What are your thoughts on Makerspace and how does it connect technology, business and investments?

Makerspace is a place where you can connect to technology and other individuals who are doing similar things so that you can communicate and collaborate. It allows you space where you can prototype your products and collaborate with other makers. It is across the whole spectrum of access to technology and access to collaboration and sharing that you have created.

What does Nepal stand to benefit from a platform such as Makerspace?

I think they benefit in quite a number of ways. You have access to technology and other makers. Makerspace in Teku is facilitated with 3D printers and laser cutters that help youth be exposed to new technology. That is huge in a maker movement because we learn from sharing ideas.

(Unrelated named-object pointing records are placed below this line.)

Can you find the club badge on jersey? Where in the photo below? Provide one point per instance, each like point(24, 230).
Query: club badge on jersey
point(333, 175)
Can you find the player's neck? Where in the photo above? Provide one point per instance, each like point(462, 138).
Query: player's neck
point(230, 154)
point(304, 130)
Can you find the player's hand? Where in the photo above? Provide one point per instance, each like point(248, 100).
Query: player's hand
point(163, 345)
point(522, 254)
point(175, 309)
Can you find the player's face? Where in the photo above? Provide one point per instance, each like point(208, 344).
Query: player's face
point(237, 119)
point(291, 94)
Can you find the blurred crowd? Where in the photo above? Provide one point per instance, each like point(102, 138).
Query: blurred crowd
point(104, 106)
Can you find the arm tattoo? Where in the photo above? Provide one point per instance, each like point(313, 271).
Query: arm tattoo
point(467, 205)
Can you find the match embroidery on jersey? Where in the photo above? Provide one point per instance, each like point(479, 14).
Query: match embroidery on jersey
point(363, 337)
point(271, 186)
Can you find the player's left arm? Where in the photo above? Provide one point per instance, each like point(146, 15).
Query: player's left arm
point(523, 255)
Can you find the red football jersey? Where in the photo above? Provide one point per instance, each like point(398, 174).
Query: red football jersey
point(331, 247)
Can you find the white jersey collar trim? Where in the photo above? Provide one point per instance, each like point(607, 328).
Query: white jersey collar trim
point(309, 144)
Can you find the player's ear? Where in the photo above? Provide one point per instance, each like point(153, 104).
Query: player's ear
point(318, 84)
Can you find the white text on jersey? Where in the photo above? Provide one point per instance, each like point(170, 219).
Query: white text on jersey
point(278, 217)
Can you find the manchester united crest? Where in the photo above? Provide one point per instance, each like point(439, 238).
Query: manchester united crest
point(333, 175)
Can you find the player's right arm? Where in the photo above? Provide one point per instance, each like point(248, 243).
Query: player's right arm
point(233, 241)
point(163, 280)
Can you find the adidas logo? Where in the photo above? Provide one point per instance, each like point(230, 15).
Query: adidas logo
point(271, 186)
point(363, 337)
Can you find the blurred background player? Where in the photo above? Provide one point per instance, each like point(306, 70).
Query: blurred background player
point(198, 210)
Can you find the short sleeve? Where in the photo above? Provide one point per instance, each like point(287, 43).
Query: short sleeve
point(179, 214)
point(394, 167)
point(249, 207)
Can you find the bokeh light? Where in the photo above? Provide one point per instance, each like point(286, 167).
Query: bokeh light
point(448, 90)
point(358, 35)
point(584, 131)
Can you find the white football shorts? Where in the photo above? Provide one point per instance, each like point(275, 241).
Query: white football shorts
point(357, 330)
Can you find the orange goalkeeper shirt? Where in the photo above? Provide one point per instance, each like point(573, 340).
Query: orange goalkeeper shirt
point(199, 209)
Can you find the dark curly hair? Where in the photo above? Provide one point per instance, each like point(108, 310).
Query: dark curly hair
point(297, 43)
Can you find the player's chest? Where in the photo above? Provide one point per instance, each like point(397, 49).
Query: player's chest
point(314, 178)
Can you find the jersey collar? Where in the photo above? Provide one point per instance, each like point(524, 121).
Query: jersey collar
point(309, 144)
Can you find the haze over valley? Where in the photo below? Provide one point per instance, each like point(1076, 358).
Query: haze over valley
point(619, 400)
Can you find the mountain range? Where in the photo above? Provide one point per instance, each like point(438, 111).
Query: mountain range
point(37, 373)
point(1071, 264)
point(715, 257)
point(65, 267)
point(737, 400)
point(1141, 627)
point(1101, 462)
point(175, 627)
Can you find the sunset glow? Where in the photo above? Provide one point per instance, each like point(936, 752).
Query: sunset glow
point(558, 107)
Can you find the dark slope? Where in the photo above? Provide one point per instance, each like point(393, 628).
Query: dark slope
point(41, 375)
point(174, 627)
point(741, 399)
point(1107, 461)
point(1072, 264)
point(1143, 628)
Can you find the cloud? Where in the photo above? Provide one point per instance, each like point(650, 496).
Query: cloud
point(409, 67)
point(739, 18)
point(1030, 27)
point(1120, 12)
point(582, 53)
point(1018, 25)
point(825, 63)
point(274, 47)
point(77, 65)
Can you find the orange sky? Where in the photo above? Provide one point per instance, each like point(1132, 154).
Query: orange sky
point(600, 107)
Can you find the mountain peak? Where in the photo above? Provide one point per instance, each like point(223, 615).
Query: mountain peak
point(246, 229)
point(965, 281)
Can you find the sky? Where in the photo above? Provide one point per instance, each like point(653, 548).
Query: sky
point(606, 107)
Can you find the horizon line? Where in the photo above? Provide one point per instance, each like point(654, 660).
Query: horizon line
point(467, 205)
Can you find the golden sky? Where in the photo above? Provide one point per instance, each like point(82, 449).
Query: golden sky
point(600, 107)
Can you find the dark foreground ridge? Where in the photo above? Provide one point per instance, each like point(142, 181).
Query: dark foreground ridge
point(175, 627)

Innovation ecosystems such as Makerspace are the key to creating new products. So communities in Nepal inclined to technology have access to a platform equipped with scientific technology where they can exchange ideas and collaborate to make their imagination real.

Tell us about the Mini Maker Fair happening in Kathmandu on September 24 and 25.

I am very excited about the event. It is the first-of-its-kind in Nepal that is really focussed on social innovation and products that help make an impact on the community. We will get to witness a collection of creative solutions from all across Nepal. I think it’s going to be incredible!

It will have a huge impact on Nepal and spark a new conversation in the global community.